Relaxo Footwears Ltd is Rated Strong Sell

Current Rating and Its Significance

The Strong Sell rating assigned to Relaxo Footwears Ltd indicates a cautious stance for investors, signalling that the stock is expected to underperform relative to the broader market and its sector peers. This recommendation is based on a detailed evaluation of four key parameters: Quality, Valuation, Financial Trend, and Technicals. Each of these factors contributes to the overall assessment, guiding investors on the potential risks and challenges facing the company.

Quality Assessment

As of 05 February 2026, Relaxo Footwears exhibits an average quality grade. This reflects moderate operational efficiency and business fundamentals but highlights concerns over the company’s growth trajectory. Over the past five years, operating profit has declined at an annualised rate of -8.46%, signalling persistent challenges in expanding profitability. Additionally, the latest quarterly results for December 2025 reveal a 19.6% fall in PAT (Profit After Tax) to ₹26.54 crores, underscoring ongoing pressure on earnings.

Valuation Considerations

The stock is currently rated as very expensive based on valuation metrics. Relaxo Footwears trades at a Price to Book (P/B) ratio of 4.4, which is significantly higher than the average valuations of its footwear sector peers. This premium valuation is not supported by commensurate earnings growth or return metrics. The company’s Return on Equity (ROE) stands at a modest 8%, which does not justify the elevated price multiples. Investors should be wary of paying a premium for a stock with declining profitability and subdued growth prospects.

Financial Trend Analysis

The financial trend for Relaxo Footwears is currently negative. The latest half-year data shows cash and cash equivalents at a low ₹25.22 crores, indicating constrained liquidity. Furthermore, PBDIT (Profit Before Depreciation, Interest, and Taxes) for the recent quarter is at a five-quarter low of ₹69.39 crores. These figures suggest weakening operational cash flows and profitability pressures. Over the past year, the stock has delivered a negative return of approximately -30.04%, while profits have declined by -4.4%, reinforcing the deteriorating financial health.

Technical Outlook

From a technical perspective, the stock is rated as mildly bearish. Recent price movements show a 1-day decline of -0.36%, with a 1-month drop of -7.88% and a 3-month decline of -13.56%. The downward momentum is consistent with the broader negative sentiment surrounding the stock. The technical indicators suggest limited near-term upside, and investors should exercise caution given the prevailing bearish trend.

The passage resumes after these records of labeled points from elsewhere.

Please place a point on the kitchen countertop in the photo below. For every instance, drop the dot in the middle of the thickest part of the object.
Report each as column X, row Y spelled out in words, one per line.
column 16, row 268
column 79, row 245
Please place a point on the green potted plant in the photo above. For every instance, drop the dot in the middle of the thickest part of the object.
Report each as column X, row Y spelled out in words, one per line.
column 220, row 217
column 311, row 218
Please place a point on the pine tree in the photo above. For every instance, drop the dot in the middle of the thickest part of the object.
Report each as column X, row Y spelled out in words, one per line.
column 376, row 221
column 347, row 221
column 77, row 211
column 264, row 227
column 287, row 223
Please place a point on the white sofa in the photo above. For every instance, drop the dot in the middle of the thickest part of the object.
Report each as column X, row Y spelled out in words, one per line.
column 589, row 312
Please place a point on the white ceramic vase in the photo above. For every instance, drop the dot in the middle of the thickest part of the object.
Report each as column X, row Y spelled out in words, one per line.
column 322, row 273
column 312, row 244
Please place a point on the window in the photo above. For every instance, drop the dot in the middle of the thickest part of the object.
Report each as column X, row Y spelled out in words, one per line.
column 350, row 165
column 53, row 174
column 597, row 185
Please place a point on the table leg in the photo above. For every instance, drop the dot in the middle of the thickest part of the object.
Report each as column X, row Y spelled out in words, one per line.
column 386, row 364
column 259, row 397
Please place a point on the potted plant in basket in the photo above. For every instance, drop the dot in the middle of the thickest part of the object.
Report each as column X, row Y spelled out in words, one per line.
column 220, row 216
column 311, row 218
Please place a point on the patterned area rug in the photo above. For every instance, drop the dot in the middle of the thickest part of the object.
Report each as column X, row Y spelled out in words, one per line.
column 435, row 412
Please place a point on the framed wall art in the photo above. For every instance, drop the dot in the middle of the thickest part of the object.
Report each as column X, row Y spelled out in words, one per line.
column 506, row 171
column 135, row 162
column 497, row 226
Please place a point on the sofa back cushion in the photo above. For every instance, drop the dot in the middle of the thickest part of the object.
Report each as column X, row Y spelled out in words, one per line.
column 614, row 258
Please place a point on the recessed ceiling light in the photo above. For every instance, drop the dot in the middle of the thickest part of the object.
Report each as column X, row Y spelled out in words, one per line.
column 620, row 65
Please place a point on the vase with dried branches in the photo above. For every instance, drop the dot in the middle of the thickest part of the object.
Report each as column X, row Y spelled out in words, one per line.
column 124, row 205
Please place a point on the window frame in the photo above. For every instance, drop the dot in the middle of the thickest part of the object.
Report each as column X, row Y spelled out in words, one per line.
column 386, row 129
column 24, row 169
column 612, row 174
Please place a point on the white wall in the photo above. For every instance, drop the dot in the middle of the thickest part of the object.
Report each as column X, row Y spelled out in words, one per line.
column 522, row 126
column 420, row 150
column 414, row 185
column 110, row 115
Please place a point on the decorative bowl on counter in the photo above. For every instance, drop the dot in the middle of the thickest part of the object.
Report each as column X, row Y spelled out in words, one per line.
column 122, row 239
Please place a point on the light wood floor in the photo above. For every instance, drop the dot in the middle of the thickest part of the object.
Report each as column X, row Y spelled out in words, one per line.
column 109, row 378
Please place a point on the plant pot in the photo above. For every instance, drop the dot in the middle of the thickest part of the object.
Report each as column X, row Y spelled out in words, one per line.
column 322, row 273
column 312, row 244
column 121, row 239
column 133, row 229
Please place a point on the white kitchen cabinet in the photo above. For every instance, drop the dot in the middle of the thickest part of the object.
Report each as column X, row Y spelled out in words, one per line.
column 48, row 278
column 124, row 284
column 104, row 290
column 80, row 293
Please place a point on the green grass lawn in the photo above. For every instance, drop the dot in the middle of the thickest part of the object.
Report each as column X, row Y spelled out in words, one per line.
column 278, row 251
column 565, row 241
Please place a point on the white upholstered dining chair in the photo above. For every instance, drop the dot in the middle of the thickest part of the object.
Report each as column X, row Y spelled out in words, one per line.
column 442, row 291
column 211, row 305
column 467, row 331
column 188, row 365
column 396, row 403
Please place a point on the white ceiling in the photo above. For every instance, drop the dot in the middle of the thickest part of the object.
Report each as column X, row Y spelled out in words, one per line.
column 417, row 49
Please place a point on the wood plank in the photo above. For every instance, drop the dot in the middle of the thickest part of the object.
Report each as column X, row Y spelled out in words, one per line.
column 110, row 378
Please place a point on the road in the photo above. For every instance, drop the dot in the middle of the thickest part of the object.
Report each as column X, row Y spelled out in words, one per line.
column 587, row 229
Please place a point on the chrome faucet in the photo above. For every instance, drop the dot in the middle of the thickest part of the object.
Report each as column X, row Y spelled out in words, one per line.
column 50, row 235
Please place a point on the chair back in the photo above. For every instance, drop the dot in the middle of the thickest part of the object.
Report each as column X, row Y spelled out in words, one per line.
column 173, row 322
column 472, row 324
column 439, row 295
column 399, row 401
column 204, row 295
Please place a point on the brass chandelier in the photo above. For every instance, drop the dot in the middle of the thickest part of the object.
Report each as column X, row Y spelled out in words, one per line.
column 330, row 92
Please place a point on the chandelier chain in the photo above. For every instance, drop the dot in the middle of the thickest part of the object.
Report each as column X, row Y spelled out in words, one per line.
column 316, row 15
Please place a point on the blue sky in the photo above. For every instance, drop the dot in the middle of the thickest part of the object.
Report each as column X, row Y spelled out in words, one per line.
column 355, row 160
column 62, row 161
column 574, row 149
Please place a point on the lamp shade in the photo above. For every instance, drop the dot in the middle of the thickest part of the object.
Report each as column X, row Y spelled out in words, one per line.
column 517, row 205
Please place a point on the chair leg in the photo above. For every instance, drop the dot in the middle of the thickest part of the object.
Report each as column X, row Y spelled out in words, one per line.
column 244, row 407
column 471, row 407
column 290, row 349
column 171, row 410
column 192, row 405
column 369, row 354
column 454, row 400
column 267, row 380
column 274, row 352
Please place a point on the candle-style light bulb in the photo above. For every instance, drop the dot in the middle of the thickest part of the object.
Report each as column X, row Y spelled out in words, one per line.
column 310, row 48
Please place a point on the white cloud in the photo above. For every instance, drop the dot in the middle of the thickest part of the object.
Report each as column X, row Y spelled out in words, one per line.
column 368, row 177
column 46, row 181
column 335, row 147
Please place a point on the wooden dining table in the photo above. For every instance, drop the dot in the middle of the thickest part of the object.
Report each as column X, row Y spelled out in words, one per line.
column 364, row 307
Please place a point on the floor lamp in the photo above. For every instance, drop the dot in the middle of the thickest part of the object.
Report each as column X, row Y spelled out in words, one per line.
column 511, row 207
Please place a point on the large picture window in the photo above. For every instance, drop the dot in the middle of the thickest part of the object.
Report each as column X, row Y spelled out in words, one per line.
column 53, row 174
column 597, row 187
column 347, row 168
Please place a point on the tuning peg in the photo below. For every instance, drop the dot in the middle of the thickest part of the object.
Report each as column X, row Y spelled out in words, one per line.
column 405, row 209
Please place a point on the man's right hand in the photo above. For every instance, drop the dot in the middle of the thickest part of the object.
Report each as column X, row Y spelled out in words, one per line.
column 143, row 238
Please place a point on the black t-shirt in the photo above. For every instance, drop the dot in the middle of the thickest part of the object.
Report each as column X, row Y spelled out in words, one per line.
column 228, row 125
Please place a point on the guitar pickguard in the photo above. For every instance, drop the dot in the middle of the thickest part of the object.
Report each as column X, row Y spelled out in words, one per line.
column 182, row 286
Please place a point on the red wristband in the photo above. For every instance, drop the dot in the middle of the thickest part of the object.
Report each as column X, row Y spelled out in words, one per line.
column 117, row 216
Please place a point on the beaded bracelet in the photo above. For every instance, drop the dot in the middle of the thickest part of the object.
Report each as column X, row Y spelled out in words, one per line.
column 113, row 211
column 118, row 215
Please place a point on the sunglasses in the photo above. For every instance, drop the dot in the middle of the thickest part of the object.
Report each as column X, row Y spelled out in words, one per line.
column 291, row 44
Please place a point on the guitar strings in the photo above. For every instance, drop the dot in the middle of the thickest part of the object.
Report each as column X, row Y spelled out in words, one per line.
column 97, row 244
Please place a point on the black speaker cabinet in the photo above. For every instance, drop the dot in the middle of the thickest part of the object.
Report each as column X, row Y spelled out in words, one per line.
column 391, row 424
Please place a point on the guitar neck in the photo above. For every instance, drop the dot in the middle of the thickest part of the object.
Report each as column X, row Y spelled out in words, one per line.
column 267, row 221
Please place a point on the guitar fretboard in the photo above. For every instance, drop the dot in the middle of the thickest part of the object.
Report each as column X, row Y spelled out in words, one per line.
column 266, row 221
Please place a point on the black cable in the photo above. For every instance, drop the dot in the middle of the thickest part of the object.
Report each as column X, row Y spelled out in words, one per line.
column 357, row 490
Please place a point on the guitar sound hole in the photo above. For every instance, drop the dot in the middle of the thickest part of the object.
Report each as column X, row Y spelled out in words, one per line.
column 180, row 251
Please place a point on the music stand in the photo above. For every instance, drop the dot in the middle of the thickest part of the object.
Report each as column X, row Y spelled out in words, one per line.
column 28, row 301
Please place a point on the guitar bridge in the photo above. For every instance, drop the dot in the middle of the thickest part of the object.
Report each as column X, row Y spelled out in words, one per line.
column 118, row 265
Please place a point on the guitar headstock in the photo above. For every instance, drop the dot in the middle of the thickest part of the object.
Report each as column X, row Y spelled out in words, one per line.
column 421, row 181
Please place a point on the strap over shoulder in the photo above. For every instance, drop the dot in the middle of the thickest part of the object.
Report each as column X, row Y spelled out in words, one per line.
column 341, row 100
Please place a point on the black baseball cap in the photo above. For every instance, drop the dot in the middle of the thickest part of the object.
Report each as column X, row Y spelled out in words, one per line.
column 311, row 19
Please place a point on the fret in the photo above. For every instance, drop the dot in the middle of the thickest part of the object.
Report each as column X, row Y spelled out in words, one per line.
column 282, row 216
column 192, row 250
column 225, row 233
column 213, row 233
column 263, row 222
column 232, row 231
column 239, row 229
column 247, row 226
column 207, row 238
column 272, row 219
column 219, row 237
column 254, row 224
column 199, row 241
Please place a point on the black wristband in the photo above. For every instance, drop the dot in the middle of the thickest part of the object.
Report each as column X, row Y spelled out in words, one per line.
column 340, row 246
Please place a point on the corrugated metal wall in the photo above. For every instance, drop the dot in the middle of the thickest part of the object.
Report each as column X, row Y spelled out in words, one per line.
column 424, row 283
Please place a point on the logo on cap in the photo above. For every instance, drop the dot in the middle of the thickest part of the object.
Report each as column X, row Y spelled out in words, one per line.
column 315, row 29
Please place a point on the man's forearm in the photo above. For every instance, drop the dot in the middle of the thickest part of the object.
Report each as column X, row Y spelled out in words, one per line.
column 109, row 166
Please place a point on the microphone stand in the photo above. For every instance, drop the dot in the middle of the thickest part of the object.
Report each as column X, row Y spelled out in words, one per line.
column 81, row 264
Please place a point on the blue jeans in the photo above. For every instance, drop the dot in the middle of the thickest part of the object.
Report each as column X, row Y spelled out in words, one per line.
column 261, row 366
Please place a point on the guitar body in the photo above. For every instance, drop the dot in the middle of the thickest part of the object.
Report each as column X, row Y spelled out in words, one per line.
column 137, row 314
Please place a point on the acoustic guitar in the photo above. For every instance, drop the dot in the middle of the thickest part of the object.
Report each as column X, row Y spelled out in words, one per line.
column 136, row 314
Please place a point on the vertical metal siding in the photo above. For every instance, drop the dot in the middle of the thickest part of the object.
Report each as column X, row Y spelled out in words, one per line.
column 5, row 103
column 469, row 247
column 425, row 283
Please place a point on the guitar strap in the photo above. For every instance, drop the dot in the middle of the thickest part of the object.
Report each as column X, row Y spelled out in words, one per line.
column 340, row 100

Summary of Current Performance

As of 05 February 2026, Relaxo Footwears Ltd is facing multiple headwinds. The combination of average quality, very expensive valuation, negative financial trends, and bearish technical signals underpin the Strong Sell rating. Investors should consider these factors carefully, as the stock’s current profile indicates elevated risk and limited potential for near-term recovery.

Sector and Market Context

Operating within the footwear sector, Relaxo Footwears is classified as a small-cap company. The sector itself has seen mixed performance, with some peers demonstrating stronger growth and more attractive valuations. Compared to these, Relaxo’s premium valuation and declining profitability stand out as key concerns. The stock’s underperformance relative to the sector and broader market benchmarks further emphasises the challenges it faces.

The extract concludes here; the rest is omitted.